Gullibility Connects a Con Man to a Wrong Man

THE JOURNAL INQUIRER
Manchester, Connecticut

Gullibility Connects a Con Man to a Wrong Man
By Donald S. Connery
Published: January 21, 2009

What possible link could there be between Bernard Madoff and Richard Lapointe?

Madoff, of course, is the super-swindler who suckered investors out of (by his own count) fifty billion dollars. Lapointe is the mentally and physically impaired man imprisoned since 1989 for a Manchester murder he did not commit.

The answer lies in the just-published book, Annals of Gullibility: Why We Get Duped and How to Avoid It. The author, Stephen Greenspan, is a clinical professor of psychiatry at the University of Colorado. He taught for many years at the University of Connecticut. I wrote the Foreword.

Greenspan’s first words: “This book is dedicated to Richard Lapointe, an innocent man whose gullibility in believing lies told by his interrogators landed him in prison for life and started me on my journey to try and understand the phenomenon of gullibility. Like all Richard’s many friends, I pray that I will live long enough to see this nonviolent but too-trusting man regain his freedom.”

I first met Steve in the early 1990s. The two of us were caught up in a citizens’ struggle to save the good husband, father and hard-working dishwasher who supposedly raped and killed his wife’s grandmother, 88-year-old Bernice Martin, before setting fire to her home.

No physical evidence, plausible motive or common sense linked Lapointe to the murder. His conviction rests almost entirely on “admissions” that conflict with the realities of the crime scene. The Manchester detectives, during a nine-hour, unrecorded, high-pressure interrogation, led him to utter such nonsense as, “I killed her but I don’t remember being there.”

“The Friends of Richard Lapointe” were greatly energized by newspaper investigations making plain the predicament of a childlike, defenseless man who was done in by his susceptibility to persuasion and his desire to please and placate authority figures. The Hartford Courant’s Tom Condon made a powerful argument for Lapointe’s innocence. A series of reports by the Journal Inquirer’s Alex Wood exposed the police lies and deceptions that led to Lapointe’s arrest and conviction.

The case became nationally known when Mike Wallace and his “60 Minutes” crew covered the activities of The Friends and their all-day “Convicting the Innocent” public forum in Hartford in 1995. Steve Greenspan was a featured speaker at this first-ever major event devoted to false-confession issues. So was Arthur Miller, whose great play, “The Crucible,” is all about forcing blameless people to confess.
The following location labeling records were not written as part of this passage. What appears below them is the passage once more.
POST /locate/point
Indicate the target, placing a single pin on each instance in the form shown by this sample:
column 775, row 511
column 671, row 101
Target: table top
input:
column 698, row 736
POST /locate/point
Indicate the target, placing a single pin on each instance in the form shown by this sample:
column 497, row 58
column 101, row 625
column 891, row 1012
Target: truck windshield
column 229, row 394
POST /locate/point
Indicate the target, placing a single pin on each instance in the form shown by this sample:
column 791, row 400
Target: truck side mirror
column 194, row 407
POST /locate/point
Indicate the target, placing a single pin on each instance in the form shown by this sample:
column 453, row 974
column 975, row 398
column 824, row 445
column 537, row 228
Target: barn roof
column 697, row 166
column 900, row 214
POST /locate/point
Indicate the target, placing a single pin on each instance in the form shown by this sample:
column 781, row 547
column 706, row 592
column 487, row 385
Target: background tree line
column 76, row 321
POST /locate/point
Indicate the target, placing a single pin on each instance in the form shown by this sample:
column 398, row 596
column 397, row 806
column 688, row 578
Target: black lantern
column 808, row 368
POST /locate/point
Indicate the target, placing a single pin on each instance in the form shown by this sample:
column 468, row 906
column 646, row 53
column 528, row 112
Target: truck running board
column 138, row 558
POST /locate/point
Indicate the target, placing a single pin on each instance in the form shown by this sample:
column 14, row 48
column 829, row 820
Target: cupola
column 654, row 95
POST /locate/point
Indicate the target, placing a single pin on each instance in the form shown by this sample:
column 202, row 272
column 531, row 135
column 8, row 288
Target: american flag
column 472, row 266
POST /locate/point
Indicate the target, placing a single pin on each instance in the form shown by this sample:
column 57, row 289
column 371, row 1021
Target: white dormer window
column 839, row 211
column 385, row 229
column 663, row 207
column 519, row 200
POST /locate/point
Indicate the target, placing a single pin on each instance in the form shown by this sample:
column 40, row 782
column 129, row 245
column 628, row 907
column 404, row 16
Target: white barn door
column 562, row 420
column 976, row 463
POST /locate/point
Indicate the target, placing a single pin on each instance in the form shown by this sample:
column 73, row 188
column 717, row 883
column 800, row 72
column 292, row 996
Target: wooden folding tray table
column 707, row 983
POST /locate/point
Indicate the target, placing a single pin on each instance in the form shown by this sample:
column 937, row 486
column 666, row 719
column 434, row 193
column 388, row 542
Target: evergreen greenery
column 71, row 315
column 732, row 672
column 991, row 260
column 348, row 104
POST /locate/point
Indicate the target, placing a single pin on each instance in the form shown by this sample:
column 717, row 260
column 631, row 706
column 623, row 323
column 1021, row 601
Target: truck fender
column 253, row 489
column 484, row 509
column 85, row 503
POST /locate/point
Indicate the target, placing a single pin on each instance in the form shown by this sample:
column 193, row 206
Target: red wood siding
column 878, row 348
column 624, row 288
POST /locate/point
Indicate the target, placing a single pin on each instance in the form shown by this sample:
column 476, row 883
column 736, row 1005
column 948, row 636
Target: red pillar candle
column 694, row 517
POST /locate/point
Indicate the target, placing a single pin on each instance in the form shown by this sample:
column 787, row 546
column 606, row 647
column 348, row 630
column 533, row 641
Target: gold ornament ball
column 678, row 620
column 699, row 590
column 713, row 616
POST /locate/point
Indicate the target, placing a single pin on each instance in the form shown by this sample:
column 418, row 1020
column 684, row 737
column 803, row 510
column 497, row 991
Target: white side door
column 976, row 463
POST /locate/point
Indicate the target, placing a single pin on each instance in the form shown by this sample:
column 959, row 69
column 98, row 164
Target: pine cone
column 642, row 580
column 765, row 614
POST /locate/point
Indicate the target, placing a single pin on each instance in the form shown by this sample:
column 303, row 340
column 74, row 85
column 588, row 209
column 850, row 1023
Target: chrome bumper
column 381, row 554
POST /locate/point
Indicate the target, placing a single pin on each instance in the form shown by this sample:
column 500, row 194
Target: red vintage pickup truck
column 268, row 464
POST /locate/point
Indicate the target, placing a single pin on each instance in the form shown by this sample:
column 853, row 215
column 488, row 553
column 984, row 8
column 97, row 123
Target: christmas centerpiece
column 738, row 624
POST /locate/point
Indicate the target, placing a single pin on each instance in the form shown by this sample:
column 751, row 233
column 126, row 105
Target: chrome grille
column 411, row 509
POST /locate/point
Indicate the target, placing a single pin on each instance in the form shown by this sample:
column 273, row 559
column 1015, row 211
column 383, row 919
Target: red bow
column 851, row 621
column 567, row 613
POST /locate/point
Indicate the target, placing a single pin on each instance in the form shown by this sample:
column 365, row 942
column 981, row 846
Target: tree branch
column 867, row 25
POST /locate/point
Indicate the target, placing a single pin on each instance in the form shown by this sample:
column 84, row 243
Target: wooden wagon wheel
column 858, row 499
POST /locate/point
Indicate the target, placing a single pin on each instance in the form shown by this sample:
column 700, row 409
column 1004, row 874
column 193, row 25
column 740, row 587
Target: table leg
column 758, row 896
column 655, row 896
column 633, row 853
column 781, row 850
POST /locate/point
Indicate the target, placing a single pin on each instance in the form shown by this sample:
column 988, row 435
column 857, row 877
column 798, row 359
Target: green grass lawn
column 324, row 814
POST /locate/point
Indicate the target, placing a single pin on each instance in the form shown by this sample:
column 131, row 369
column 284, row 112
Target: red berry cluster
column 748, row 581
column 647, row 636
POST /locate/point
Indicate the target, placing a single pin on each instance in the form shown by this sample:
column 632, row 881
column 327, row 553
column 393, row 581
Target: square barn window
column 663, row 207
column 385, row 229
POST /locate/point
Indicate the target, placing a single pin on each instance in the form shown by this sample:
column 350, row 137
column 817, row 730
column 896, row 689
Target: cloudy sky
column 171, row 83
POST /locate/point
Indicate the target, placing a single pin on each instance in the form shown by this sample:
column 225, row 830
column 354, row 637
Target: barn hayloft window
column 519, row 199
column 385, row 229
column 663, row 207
Yet nothing worked. Not with the publication of the book, “Convicting the Innocent,” focusing on the Lapointe tragedy. Not when the case reached the state supreme court. Not in the following years of pro bono legal initiatives by Centurion Ministries of Princeton, New Jersey, a team of investigators with a stunning record of freeing forty-three innocents from the nation’s prisons.

Connecticut prosecutors have successfully blocked their every effort on Lapointe’s behalf.

Okay, you say, but what’s the connection to the con man? Simply this: In a profound irony, Bernie Madoff’s mendacity might just prove to be the key to hastening Lapointe’s freedom.

Yes, this may be a stretch, but hear me out. Greenspan’s book on gullibility, though fascinating, is more of a scholarly work than a thriller for a mass audience. Not expected to attract great media attention, it was published in December at the very moment the Madoff scandal burst into the headlines.

Suddenly, nationwide, everyone wanted to know: Why did so many smart people allow themselves to fall victim to a snake-oil salesman?

One of those smart people was Greenspan himself. Despite being the foremost expert on gullibility, he had put too much trust in a financial adviser who had put too much trust in Madoff. As he told a CNBC interviewer, his $400,000 investment has vanished.

But Steve knows how to make lemonade out of a lemon. With his name and his book gaining greater notice with every revelation of the biggest Ponzi scheme in history, he wrote a proposal for a book about how and why he and other Madoff victims had been so thoroughly duped. He pounded out articles on gullibility for Skeptic magazine and The Wall Street Journal, now widely available and discussed on the Internet. He has become a magnet for television and radio interviewers.

In all this commotion, which could go on for months, it seems to me just possible that some people of conscience and influence–even in Connecticut–will take notice of the passages in Annals of Gullibility that tell the Richard Lapointe story under the heading, “False Confessions of People with Brain Damage.”

They provide the most compelling current account of the most shameful—and continuing—miscarriage of justice in Connecticut history. As he did Jan. 9 on National Public Radio’s “Science Friday” (http://www.npr.org/rss/podcast.php?id=510221), Professor Greenspan is seizing every opportunity to make it known.

Is it too much to hope that attention will be paid by Governor Rell, top legislators, Chief State’s Attorney Kevin Kane and other major figures in the law? If so, will they be discomforted enough by what our “Constitution State” has done to this harmless little man to do something about it?